Differential Privacy

Differential Privacy, deriving from roots in cryptography, is a formal, mathematical definition of privacy preservation. A differentially private algorithm typically injects a precisely calculated quantity of noise to the answer to any statistical query, sufficient to mask the possible contribution of any one individual to the result. Informally, it guarantees that any released query, statistical result, or model does not reveal information about any one single individual. Differential privacy provides the ability to formally reason about the privacy-loss of any output from the data, to provide guarantees against membership and reconstruction attacks. Reassuringly, the privacy guarantee is future-proof against a worst-case adversary, who may have unlimited computational power, employ attacks that are not yet known to the literature, and have unlimited auxiliary information to exploit about other values in the dataset.

Speech Recognition

The modern speech recognizer is a data-hungry beast.
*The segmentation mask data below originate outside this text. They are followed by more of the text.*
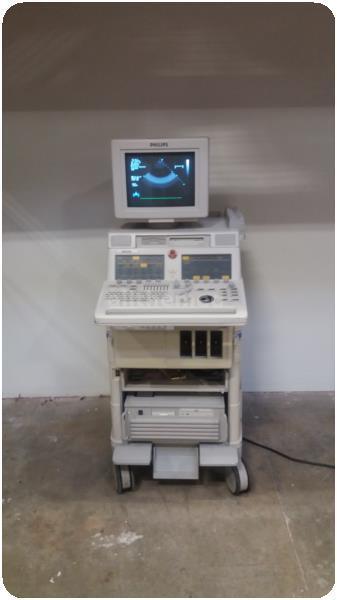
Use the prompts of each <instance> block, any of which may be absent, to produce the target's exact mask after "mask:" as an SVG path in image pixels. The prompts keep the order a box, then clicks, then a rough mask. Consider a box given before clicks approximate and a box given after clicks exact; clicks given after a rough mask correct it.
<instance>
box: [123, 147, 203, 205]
mask: <svg viewBox="0 0 337 600" xmlns="http://www.w3.org/2000/svg"><path fill="white" fill-rule="evenodd" d="M125 174H126V193H127V205H128V207H130V208H146V207H147V208H151V207H155V208H162V207H170V208H174V207H180V206H195V152H167V151H164V152H126V153H125Z"/></svg>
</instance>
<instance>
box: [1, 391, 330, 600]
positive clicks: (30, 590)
mask: <svg viewBox="0 0 337 600" xmlns="http://www.w3.org/2000/svg"><path fill="white" fill-rule="evenodd" d="M109 421H110V418H109V405H108V399H107V398H105V397H100V398H83V399H79V398H68V399H67V398H63V399H47V398H46V399H23V398H20V399H17V400H5V401H4V421H3V423H4V438H3V439H4V471H3V478H4V479H3V481H4V489H3V492H4V496H3V534H4V543H3V562H4V566H3V573H4V583H5V585H6V588H7V590H8V591H9V592H10V593H11V594H13V595H14V596H18V597H23V596H24V597H79V596H81V597H121V596H122V597H135V596H136V597H147V596H150V597H299V596H304V597H322V596H323V595H325V594H326V593H327V592H328V591H329V590H330V589H331V587H332V584H333V579H334V578H333V562H334V561H333V508H334V505H333V483H334V472H333V471H331V470H328V469H324V468H317V467H311V466H306V465H300V464H295V463H292V462H289V461H287V460H284V459H282V458H280V457H278V456H275V455H273V454H271V453H269V452H266V451H265V450H262V449H259V448H256V447H252V446H249V445H248V444H245V447H244V457H245V459H246V464H247V465H248V469H249V473H250V482H251V489H250V492H249V493H247V494H245V495H242V496H240V497H234V496H231V494H230V492H229V491H227V488H226V487H225V485H224V483H223V481H222V479H221V477H220V476H219V475H218V476H216V475H214V474H210V473H204V474H203V477H202V481H200V482H197V483H191V482H190V483H189V482H180V483H177V482H170V483H162V482H161V483H159V482H155V481H152V480H151V477H150V473H149V472H148V471H147V470H143V471H141V472H139V473H138V480H139V484H138V489H137V491H135V492H131V493H127V494H124V495H123V496H118V495H116V493H115V492H114V487H113V482H112V477H111V464H110V446H109V428H110V422H109ZM244 422H245V434H246V436H247V437H251V438H254V439H255V440H259V441H262V442H263V443H267V444H271V445H273V446H274V447H277V448H279V449H283V450H284V451H286V452H289V453H293V454H294V455H297V456H301V457H306V458H309V459H312V460H318V461H328V462H333V459H334V457H333V433H334V421H333V398H332V395H331V394H305V395H303V394H302V395H294V394H291V395H290V394H247V395H246V396H245V401H244Z"/></svg>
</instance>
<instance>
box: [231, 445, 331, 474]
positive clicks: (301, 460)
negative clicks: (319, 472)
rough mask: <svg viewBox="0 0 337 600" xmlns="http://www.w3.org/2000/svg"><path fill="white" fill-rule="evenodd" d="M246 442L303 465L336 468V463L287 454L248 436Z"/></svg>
mask: <svg viewBox="0 0 337 600" xmlns="http://www.w3.org/2000/svg"><path fill="white" fill-rule="evenodd" d="M243 439H244V441H245V442H248V444H253V446H258V447H259V448H264V450H269V452H274V454H278V455H279V456H282V457H283V458H287V459H288V460H292V461H293V462H299V463H302V464H303V465H313V466H314V467H326V468H327V469H334V468H335V465H329V464H328V463H318V462H314V461H312V460H304V459H303V458H295V457H294V456H289V454H285V453H284V452H280V450H275V448H270V446H265V445H264V444H260V443H259V442H255V441H254V440H250V439H248V438H246V437H244V438H243Z"/></svg>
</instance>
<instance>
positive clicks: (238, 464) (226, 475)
mask: <svg viewBox="0 0 337 600" xmlns="http://www.w3.org/2000/svg"><path fill="white" fill-rule="evenodd" d="M226 484H227V487H228V489H229V491H230V492H232V494H234V495H235V496H238V494H241V492H246V491H247V490H248V474H247V470H246V467H245V465H244V463H243V462H242V461H241V462H239V464H238V465H237V466H236V467H230V468H228V470H227V473H226Z"/></svg>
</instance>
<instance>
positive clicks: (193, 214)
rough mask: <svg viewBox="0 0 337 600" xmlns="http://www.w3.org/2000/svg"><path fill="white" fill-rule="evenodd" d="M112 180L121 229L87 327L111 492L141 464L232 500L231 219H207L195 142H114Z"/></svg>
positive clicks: (232, 437)
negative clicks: (198, 482) (103, 354)
mask: <svg viewBox="0 0 337 600" xmlns="http://www.w3.org/2000/svg"><path fill="white" fill-rule="evenodd" d="M112 174H113V192H114V204H115V215H116V217H117V218H118V219H121V220H122V221H121V225H120V226H119V227H118V229H115V230H114V231H111V232H110V233H109V235H108V267H107V276H106V281H104V283H103V286H102V289H101V292H100V295H99V298H98V302H97V306H96V311H95V322H96V323H98V324H100V325H104V326H105V327H106V333H107V349H108V363H109V376H110V386H111V416H112V429H111V444H112V462H113V467H114V474H115V484H116V489H117V492H119V493H122V492H124V491H126V490H130V489H132V488H133V487H134V468H135V467H137V466H140V465H146V466H151V468H152V474H153V478H154V479H166V480H167V479H191V480H193V479H194V480H195V479H198V478H199V474H200V468H205V467H207V468H211V467H213V468H216V469H217V470H218V471H219V470H220V471H222V472H223V475H224V480H225V481H226V483H227V485H228V487H229V489H230V491H231V492H232V493H233V494H239V493H240V492H243V491H245V490H247V489H248V476H247V471H246V468H245V465H244V463H243V460H242V423H241V420H242V418H241V417H242V394H241V387H240V340H241V328H242V327H243V326H244V325H245V323H246V321H247V306H246V298H245V289H244V284H243V280H242V274H241V261H240V237H241V235H240V233H241V232H240V228H241V226H242V222H241V220H240V215H236V214H235V213H233V211H228V213H227V217H225V216H221V217H217V218H210V217H208V139H207V138H190V139H163V140H157V139H155V140H150V139H147V140H114V141H113V142H112ZM236 217H237V218H236ZM233 222H234V225H233Z"/></svg>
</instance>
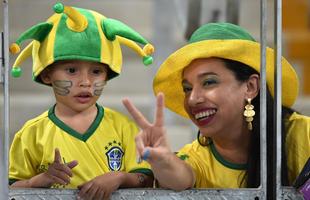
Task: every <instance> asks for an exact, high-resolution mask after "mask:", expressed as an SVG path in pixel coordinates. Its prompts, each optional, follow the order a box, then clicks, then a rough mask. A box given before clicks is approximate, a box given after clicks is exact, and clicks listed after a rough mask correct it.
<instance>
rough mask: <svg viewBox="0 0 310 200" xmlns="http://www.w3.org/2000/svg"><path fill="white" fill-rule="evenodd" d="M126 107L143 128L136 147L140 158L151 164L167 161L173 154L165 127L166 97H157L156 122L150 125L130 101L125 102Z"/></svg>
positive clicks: (139, 133) (156, 104)
mask: <svg viewBox="0 0 310 200" xmlns="http://www.w3.org/2000/svg"><path fill="white" fill-rule="evenodd" d="M123 104H124V106H125V107H126V108H127V110H128V112H129V113H130V114H131V116H132V117H133V119H134V120H135V121H136V123H137V124H138V126H139V127H140V128H141V131H140V133H139V134H138V135H137V137H136V139H135V140H136V146H137V151H138V156H139V158H142V159H144V160H147V161H148V162H149V163H150V164H152V161H154V160H156V162H157V164H158V162H160V161H166V158H167V157H169V156H167V155H169V154H171V153H172V152H171V150H170V146H169V144H168V141H167V137H166V130H165V127H164V113H163V109H164V95H163V94H162V93H160V94H158V95H157V104H156V113H155V121H154V122H153V123H150V122H149V121H148V120H147V119H146V118H145V117H144V116H143V114H142V113H141V112H140V111H139V110H138V109H137V108H136V107H135V106H134V105H133V104H132V103H131V102H130V101H129V100H128V99H124V100H123Z"/></svg>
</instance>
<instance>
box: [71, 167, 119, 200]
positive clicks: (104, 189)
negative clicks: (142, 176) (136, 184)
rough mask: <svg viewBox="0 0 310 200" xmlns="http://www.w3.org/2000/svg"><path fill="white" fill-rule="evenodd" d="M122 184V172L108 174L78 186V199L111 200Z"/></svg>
mask: <svg viewBox="0 0 310 200" xmlns="http://www.w3.org/2000/svg"><path fill="white" fill-rule="evenodd" d="M121 183H122V172H108V173H105V174H103V175H101V176H97V177H96V178H94V179H92V180H90V181H88V182H86V183H84V184H82V185H79V186H78V189H79V190H80V192H79V193H78V198H77V199H83V200H88V199H89V200H92V199H109V198H110V196H111V194H112V193H113V192H114V191H115V190H117V189H118V188H119V187H120V185H121Z"/></svg>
The tremendous increase in accuracies these systems have achieved in the last ten years is matched only by their demand for ever larger datasets. While industrial systems feast on 1000's of hours of training data, recognition systems built for the smaller niche use cases are forced to survive on tiny morsels. This disparity occurs when systems are expected to work in scenarios and languages for which data is scarce. While small pockets of such data are owned by various organizations, barriers commonly exist that prevent sharing. This lack of sharing capability can manifest itself in real-world financial costs to locate or create alternative data sources. Federated learning with differential privacy provides a framework for building models collaboratively, without revealing or leaking the raw sensitive data outside of the control of the individual data owners.